Books

Taking aim at market fundamentalism

Naomi Oreskes and Erik Conway tell the story of US economic history in a way that obscures as much as it reveals.

The story of the long-standing fight between our nation’s economic conservatives and progressives can be told at varying levels of outrage.

Here’s a low-level version: in the 1800s, the federal government neglected Americans facing poverty and harsh working conditions, but the next century brought an explosion in federal interventions. Enacted over fierce corporate opposition, these initiatives gave assistance and protection to Americans who needed it—the poor, the elderly, workers, students, and more. Big business struck back around 1980, helping lead millions of people to unfairly demonize what came to be known as big government. But the previous advances in social welfare stayed largely intact due to persistent support from the majority of Americans. We’re now in an era in which progress is continuing (if in fits and starts) on health care and other issues. The challenges we face today are immense and at times maddening, but history shows that hope isn’t naive; it’s reasonable.

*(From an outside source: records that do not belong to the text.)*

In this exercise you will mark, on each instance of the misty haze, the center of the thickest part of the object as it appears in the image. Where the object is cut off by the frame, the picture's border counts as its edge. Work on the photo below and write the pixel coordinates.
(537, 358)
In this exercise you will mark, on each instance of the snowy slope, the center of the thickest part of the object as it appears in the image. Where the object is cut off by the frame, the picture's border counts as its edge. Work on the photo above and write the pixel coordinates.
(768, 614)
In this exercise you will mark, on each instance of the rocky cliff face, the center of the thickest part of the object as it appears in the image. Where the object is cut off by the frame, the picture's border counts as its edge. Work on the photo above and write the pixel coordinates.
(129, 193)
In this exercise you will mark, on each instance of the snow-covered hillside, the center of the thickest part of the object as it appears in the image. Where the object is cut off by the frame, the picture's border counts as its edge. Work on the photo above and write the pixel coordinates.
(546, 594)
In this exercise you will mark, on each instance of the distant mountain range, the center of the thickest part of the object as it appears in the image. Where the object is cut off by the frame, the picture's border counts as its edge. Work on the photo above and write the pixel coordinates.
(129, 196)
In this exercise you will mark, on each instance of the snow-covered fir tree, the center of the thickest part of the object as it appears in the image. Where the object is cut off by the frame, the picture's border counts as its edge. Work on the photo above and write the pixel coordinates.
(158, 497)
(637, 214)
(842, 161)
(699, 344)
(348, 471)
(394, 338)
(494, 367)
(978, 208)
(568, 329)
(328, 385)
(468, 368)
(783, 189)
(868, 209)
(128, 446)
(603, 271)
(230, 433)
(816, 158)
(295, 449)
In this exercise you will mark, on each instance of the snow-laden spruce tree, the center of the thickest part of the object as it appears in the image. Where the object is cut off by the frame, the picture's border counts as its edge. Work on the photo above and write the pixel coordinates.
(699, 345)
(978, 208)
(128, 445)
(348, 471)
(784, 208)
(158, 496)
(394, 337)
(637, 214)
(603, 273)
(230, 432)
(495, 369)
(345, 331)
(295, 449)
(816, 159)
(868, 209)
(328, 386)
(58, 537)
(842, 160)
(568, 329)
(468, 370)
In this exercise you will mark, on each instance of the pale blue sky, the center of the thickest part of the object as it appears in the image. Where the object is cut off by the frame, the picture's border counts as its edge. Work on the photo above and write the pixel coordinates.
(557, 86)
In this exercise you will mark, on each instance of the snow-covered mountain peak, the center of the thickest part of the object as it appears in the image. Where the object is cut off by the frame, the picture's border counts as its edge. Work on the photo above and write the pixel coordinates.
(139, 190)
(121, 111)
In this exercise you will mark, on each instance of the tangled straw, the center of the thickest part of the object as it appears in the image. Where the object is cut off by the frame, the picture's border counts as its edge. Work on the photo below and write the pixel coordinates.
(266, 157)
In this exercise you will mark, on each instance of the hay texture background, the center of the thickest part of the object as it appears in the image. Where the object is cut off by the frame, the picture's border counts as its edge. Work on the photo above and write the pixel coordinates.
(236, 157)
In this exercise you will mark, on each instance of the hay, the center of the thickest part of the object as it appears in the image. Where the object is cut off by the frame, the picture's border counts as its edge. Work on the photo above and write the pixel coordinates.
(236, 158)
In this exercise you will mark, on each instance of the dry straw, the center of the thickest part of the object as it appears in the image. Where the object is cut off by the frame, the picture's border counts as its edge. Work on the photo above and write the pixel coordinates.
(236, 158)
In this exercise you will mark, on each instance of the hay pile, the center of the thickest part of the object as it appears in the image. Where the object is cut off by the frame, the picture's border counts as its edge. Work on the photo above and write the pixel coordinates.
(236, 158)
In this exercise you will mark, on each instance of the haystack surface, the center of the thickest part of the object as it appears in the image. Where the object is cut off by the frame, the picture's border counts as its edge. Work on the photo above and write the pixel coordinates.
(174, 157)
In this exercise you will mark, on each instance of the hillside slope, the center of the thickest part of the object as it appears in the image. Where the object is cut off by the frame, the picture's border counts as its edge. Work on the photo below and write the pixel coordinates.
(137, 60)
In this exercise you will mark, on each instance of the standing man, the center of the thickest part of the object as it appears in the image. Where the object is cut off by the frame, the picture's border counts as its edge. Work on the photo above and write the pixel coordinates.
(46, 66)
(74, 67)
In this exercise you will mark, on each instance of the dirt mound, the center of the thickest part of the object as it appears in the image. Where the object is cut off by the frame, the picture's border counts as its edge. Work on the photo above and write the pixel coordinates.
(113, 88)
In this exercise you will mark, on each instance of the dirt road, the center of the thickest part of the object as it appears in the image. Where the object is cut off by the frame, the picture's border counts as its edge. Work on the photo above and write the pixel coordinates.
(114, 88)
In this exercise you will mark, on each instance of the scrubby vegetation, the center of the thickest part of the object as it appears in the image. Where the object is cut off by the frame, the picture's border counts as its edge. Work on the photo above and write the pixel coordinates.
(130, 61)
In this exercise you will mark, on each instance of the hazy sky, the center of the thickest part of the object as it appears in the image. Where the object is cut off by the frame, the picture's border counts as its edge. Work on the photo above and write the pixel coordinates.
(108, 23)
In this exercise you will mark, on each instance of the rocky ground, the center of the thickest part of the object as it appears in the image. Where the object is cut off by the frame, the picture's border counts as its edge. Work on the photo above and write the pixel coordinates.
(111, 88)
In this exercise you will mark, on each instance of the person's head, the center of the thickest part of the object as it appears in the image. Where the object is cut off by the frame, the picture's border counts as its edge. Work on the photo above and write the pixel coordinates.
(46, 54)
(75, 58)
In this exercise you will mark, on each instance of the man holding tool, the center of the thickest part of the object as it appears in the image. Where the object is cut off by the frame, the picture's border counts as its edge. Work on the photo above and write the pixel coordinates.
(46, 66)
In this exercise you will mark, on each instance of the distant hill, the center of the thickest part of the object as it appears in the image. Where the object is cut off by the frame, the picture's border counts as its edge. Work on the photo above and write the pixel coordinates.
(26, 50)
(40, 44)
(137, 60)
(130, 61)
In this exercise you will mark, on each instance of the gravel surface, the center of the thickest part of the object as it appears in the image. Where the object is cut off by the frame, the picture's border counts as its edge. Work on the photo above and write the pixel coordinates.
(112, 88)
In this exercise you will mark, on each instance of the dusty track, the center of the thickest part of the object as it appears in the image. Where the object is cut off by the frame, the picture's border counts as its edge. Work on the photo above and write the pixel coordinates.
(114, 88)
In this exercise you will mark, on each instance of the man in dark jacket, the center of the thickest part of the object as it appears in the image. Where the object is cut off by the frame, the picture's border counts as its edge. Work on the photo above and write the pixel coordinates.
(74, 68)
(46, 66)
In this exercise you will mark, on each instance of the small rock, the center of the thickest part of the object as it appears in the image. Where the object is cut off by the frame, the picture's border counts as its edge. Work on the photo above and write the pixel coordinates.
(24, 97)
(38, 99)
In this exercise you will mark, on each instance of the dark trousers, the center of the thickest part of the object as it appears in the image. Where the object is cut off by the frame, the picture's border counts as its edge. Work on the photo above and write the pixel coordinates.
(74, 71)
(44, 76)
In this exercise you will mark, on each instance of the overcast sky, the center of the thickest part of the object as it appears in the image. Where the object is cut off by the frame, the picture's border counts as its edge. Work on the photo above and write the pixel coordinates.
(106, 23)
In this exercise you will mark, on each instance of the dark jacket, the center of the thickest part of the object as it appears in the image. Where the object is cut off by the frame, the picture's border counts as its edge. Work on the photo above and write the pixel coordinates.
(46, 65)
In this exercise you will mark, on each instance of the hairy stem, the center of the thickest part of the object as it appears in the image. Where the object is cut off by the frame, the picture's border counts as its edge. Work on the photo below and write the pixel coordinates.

That’s decidedly not how the story is framed in The Big Myth. Historians Naomi Oreskes and Erik Conway present US economic history in brash, sometimes scornful terms. Although the book is information rich (clocking in at 565 pages with a small font and some 2,000 footnotes), it also reflects the social media and cable TV ethos of our era: it amplifies negatives and filters out positives, offering a snort of indignation to the ideologically predisposed but little to sustain readers who want to be part of the solution.